Yes, production is starting this week (hopefully). I'm putting a serious discount on this initial production run because the top diaphragm won't be completely finished from a cosmetic standpoint, but the drivers will operate perfectly.


----------



## Megalomaniac

Electrodynamic said:


> Hey, I know that HU!!
> 
> BTW: That box has a big air leak right where the wires enter the enclosure. Hopefully Steven sealed it up. And the cutout is a bit large. I read where Steven liked the Variovent in the 0.3 ft^3 enclosure that he built for the IS's.

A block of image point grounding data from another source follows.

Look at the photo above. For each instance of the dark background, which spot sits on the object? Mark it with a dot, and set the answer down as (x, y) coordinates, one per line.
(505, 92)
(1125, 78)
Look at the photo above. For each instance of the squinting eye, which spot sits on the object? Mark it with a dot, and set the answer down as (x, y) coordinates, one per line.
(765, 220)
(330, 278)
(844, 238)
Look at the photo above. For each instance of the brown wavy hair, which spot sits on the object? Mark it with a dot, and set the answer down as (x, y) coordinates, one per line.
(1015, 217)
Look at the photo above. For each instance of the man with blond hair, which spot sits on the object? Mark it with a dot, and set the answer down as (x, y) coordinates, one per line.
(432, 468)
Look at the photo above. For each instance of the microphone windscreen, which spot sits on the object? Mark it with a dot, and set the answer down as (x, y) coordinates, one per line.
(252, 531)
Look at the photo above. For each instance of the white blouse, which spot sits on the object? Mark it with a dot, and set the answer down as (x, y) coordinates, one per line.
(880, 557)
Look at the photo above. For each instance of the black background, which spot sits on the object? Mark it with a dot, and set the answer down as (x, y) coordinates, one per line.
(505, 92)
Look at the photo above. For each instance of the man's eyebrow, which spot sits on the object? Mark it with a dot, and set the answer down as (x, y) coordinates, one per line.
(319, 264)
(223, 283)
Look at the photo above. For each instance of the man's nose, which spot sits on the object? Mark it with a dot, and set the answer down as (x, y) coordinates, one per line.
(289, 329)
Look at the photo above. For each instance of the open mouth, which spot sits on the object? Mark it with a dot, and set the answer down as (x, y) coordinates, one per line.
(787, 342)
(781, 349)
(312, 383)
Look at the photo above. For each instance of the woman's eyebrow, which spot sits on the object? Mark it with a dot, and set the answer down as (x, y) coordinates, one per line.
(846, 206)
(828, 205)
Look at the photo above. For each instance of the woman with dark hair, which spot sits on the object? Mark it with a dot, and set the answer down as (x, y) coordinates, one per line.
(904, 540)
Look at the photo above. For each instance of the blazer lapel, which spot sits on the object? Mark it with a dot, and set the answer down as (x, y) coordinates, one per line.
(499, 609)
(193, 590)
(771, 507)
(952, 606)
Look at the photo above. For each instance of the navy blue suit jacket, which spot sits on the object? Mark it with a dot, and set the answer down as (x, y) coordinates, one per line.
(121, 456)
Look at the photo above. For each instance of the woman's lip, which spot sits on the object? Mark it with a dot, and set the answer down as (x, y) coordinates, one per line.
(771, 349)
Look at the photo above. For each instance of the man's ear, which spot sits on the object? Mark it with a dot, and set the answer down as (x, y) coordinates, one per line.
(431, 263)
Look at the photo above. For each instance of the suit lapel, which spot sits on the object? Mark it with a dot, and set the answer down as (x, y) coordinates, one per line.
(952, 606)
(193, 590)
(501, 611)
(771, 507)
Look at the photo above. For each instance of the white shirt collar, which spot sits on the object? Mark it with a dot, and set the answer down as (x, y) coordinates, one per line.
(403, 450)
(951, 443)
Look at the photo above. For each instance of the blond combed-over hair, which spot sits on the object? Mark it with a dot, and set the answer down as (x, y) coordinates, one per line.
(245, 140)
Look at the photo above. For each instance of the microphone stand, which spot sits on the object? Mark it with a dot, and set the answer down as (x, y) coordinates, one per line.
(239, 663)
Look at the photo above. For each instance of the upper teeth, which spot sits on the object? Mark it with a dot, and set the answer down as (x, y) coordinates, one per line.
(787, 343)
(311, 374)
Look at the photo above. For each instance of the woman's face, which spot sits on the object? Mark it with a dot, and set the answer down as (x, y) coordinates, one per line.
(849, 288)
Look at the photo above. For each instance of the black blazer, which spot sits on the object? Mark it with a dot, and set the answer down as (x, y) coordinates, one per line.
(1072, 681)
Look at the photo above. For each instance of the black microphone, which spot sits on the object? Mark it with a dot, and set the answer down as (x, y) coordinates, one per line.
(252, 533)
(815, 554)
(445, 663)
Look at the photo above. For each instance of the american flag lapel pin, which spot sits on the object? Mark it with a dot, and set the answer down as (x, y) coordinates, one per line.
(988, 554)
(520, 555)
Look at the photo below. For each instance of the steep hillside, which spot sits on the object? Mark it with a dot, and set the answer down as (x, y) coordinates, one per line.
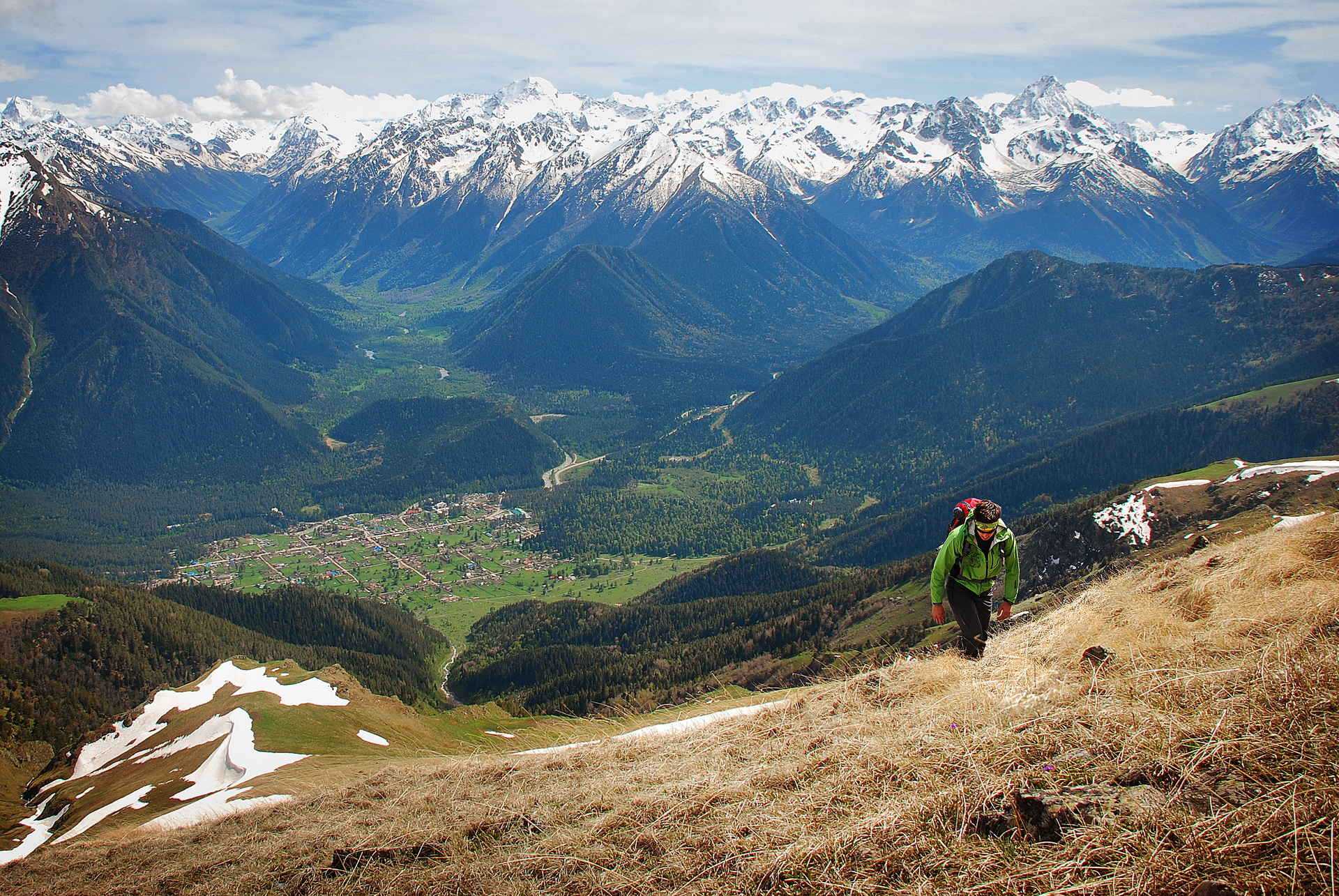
(768, 621)
(188, 756)
(1298, 423)
(1278, 170)
(1327, 253)
(419, 445)
(604, 318)
(1192, 753)
(1031, 349)
(65, 671)
(134, 351)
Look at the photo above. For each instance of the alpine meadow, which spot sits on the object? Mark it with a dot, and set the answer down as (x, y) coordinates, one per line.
(793, 450)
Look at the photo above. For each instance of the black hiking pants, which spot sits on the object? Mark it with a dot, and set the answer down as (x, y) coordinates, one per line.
(972, 614)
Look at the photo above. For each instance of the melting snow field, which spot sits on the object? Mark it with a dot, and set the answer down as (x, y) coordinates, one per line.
(667, 729)
(216, 782)
(216, 805)
(40, 833)
(1319, 468)
(236, 760)
(133, 800)
(1129, 519)
(1179, 484)
(1287, 523)
(100, 754)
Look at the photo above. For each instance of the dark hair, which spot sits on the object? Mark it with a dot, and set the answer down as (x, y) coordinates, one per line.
(988, 512)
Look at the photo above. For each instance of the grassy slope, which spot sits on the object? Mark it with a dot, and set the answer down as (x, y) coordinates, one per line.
(1270, 395)
(455, 619)
(13, 608)
(1216, 714)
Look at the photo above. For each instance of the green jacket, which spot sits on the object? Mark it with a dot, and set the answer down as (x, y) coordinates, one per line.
(976, 571)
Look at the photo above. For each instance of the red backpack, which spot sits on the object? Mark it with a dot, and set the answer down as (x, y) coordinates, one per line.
(962, 510)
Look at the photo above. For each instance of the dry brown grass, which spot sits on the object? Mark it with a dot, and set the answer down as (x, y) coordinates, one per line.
(1218, 711)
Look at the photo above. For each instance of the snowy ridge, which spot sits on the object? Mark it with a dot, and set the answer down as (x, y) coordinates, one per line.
(667, 729)
(797, 139)
(119, 761)
(100, 754)
(17, 183)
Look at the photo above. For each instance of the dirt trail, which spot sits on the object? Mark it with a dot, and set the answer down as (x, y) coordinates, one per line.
(553, 478)
(446, 676)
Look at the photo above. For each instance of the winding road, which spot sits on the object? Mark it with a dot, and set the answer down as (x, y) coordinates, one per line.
(446, 676)
(553, 478)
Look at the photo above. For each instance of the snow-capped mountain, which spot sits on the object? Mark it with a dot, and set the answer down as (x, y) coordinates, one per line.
(492, 184)
(1278, 169)
(202, 168)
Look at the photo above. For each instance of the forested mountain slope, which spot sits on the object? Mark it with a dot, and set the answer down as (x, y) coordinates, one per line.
(422, 445)
(1031, 349)
(135, 353)
(770, 619)
(1298, 423)
(930, 775)
(604, 318)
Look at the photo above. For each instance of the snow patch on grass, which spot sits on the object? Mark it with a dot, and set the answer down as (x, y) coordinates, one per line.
(1129, 520)
(236, 760)
(133, 800)
(98, 756)
(1179, 484)
(1289, 523)
(40, 833)
(667, 729)
(216, 805)
(1321, 468)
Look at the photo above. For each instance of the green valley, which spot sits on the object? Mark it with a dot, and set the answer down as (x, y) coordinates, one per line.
(448, 561)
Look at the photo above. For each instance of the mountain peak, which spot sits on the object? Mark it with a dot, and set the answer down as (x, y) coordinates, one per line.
(527, 89)
(22, 112)
(1045, 98)
(19, 180)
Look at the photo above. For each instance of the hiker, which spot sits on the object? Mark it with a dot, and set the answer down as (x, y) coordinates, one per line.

Yea I got to hear that too. It performed quite well. from .3 without the aperiodic vent compared to the .3 with the vent it sounded like the sub was in .5 that we got to test it in too.. Although I noticed the box you sent was stuffed pretty liberally .


----------



## bsvrs

That video is going to make me spend some money..


----------



## Megalomaniac

IMHO, it does sound better than the Mag, doesnt extend as low(says a lot) but for the size its going to be tough to beat in the shallow market. I would definitely use this sub if I was really caught up in saving space and weight.


----------



## DAT

Megalomaniac said:


> IMHO, *it does sound better than the Mag*, doesnt extend as low(says a lot) but for the size its going to be tough to beat in the shallow market. I would definitely use this sub if I was really caught up in saving space and weight.


So are you saying it sounds better than the Mag v4? Have you compare this to the JL 13TW5 ?


----------



## Megalomaniac

DAT said:


> So are you saying it sounds better than the Mag v4? Have you compare this to the JL 13TW5 ?


Yes. No. Comparing to an shallow RF and a eD SQ10. 2 different sizes i know.


----------